Literapurer Wortmittler

Jürgen Abel: Porträt eines Homme de Lettres  ■ Von Thomas Plaichinger

Er ist die stille, nicht graue Eminenz der Literatur in Hamburg, ein Zentralpunkt für die Bewegung des Wortes ins Vorwärts: Jürgen Abel, Herausgeber von Literatur in Hamburg und Mitherausgeber des Hamburger Jahrbuchs für Literatur, dem Hamburger Ziegel.

„Als ich 1987 nach Hamburg kam, gab es zwar eine Literaturszene hier, aber ich denke, daß die hier in der Stadt keine große Rolle spielte. Es hatte zwar – ausgelöst vom Literatrubel und auch vom Literaturlabor – seit den späten 70er Jahren Bewegungen gegeben, in denen versucht wurde, Literatur in einen anderen gesellschaftlichen Kontext zu stellen. Doch dabei hatte man sich relativ weit vom eigentlichen Literarischen entfernt. Das war alles sehr aufgeladen von literarischen Nebenschauplätzen, von politischen und gesellschaftlichen Debatten.“

Als Abel aus dem Süden nach Hamburg kam, war weniger die Literatur sein Antrieb für den Umzug, als vielmehr das Studium: Eher das Verwalten der Literatur als die Literatur selbst. Abel studierte Bibliothekswesen. „Trotz meiner Liebe zu Bibliotheken mußte ich aber feststellen, daß es das nicht war.“ Auch die Entstehung der von Abel mehrere Jahre lang herausgegebenen Literaturzeitschrift Literapur war eher Frucht des Zufalls und des dringenden Gefühls, „daß etwas geschehen müßte. Wir haben Knall auf Fall beschlossen, eine Literaturzeitschrift zu machen, ohne Ahnung davon zu haben.“

In den 80ern sollte die Tragweite des Wortes in den Vordergrund

In der Aufbruchsstimmung der späten 80er Jahre sollte die Literatur in Literapur den Vorrang haben, die Tragweite des Wortes, die Schönheit des Geschriebenen im Vordergrund stehen.

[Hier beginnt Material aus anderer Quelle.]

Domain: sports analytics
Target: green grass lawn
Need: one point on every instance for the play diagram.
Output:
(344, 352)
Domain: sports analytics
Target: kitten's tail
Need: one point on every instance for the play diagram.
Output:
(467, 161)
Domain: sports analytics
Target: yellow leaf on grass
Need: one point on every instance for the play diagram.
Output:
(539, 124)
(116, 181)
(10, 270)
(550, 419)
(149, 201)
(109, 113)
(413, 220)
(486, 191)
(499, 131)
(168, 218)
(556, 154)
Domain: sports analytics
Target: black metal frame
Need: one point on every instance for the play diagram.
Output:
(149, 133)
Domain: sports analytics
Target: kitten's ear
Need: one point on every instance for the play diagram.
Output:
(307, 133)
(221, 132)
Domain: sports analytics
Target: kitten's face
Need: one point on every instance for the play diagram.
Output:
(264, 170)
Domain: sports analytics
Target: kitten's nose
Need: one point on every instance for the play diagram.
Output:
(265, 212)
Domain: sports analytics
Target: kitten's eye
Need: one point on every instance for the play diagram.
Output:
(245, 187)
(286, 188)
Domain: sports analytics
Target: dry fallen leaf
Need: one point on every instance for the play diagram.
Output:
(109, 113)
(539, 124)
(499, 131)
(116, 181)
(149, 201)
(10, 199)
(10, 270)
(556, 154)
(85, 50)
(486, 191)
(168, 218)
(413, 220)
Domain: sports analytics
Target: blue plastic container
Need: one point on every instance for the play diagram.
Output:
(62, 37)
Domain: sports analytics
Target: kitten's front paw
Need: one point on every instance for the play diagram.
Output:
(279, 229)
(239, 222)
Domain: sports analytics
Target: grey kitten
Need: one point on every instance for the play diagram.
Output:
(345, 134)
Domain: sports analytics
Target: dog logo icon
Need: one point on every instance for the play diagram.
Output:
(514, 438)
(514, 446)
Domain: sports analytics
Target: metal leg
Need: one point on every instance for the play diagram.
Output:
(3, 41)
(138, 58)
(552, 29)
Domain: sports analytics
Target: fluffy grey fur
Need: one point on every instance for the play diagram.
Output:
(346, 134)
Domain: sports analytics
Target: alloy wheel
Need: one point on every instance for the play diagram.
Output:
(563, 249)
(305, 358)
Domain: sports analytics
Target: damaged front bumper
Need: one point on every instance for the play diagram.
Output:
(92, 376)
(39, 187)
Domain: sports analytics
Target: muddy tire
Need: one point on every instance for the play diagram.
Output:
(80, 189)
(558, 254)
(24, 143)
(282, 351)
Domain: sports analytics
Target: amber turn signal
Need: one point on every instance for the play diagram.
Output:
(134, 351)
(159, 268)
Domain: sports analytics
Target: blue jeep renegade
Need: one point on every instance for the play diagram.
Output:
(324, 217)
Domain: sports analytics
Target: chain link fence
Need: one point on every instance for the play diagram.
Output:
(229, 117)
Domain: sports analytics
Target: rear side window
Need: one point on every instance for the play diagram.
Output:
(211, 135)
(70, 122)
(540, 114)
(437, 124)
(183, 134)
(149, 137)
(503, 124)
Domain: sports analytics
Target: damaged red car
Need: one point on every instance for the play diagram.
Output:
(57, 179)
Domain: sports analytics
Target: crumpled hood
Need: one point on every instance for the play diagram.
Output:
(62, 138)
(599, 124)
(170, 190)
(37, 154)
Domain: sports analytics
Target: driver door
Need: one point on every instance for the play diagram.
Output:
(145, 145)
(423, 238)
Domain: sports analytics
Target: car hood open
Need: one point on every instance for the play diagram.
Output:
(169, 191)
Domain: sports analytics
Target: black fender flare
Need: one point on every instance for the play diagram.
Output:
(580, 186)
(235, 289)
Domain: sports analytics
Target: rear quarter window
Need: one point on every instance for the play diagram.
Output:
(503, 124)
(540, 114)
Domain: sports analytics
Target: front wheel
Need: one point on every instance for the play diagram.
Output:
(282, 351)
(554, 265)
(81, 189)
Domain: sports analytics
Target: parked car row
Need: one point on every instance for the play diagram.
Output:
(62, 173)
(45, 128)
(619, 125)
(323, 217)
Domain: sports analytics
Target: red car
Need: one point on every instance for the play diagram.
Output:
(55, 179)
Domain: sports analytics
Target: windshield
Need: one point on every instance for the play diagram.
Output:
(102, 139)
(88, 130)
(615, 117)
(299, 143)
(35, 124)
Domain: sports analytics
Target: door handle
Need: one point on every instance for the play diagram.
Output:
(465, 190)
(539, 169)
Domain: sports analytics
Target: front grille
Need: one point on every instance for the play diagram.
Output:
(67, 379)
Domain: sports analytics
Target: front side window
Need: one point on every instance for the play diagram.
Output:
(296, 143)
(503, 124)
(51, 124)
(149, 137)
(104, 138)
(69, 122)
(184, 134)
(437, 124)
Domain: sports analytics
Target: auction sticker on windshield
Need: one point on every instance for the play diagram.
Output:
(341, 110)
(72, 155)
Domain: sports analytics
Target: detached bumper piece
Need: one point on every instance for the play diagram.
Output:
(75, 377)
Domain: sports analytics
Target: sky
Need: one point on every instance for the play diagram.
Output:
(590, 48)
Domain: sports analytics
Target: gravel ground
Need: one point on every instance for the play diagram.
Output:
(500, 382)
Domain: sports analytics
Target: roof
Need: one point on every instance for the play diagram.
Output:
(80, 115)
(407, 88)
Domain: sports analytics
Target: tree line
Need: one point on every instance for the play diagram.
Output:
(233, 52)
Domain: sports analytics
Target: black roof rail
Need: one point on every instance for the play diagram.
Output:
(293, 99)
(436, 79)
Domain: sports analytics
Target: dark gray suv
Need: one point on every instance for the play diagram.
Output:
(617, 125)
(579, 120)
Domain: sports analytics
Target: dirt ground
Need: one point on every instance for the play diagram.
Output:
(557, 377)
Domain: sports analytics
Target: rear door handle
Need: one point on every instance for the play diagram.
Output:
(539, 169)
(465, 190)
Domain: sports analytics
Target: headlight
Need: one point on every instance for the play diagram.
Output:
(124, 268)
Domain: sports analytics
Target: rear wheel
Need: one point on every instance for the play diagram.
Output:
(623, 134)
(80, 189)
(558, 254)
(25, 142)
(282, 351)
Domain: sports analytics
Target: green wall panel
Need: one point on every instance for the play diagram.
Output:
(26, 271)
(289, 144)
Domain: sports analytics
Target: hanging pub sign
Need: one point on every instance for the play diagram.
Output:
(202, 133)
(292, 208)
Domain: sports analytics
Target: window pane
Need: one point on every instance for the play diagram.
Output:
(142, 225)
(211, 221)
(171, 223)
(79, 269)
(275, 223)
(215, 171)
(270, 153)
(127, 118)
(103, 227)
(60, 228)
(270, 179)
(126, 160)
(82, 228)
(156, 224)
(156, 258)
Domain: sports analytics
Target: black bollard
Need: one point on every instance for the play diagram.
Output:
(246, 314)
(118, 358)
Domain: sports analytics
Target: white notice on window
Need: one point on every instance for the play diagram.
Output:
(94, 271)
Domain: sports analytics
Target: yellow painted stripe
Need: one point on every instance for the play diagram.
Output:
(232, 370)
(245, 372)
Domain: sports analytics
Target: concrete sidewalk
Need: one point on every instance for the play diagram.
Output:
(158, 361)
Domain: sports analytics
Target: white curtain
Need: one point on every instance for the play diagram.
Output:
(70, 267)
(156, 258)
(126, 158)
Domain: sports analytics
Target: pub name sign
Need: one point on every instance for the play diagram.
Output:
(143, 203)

„Damals merkte man, es bewegt sich was. Die 80er Jahre waren ja literarisch ziemlich langweilig, es war eine Zwischenzeit. Mit Literapur war schnell klar, daß ich davon weg wollte.“ Die vorrangig moralische Haltung sollte abgestreift werden. „Allerdings bot sich da natürlich ganz schnell eine andere Attitüde an, nämlich die der künstlerischen Avantgarde, die ja auch mit der Pose des Ästhetentums und was alles daran hängt verbunden ist. Allerdings gehören diese Posen dazu – sie resultieren aus der Schwierigkeit, eine Identität für eine neue Zeit neu formulieren zu müssen.“

„Die Ästhetenpose und alles, was daran hängt, gehört dazu.“

Mit ihren wenigen Ausgaben war Literapur ein überregional wahrgenommener Erfolg – nur nicht finanziell, woran sie schließlich scheiterte.

Zur Literatur gekommen war Abel während seiner Buchhändlerausbildung in einer süddeutschen Kleinstadt, deren Unbewegtheit – trotz seines politischen Engagements – zwangsläufig wirkte: „Man mußte sich da mit sich selbst beschäftigen. Wenn man nur ein bißchen Gespür dafür hat, wird Literatur da unvermeidlich.“

Dabei hat es ihn weniger gereizt, selbst literarisch zu arbeiten. Jürgen Abel wollte sammeln, zusammenfügen, vermitteln. Als vom Literaturreferat bestellter Herausgeber von Literatur in Hamburg, dem unverzichtbarsten Papier Hamburger Literaturverfolger, tut er heute eben dies. Auf seinem Schreibtisch landen die Informationen über alle Veranstaltungen in der Stadt, denen er – in seiner schön strengen, analysierenden Prosa – Form gibt. Und so soll es weitergehen.

Nach der Einstellung von Literapur sammelt und ordnet Jürgen Abel als Mitherausgeber des Hamburger Ziegels Texte zu einem runden Ganzen. Und am liebsten würde er nichts anderes machen, als Literatur herauszugeben und zu vermitteln. Längst hat sich die Situation der Literatur in Hamburg nämlich verändert, verbessert. Aber eben nie genug.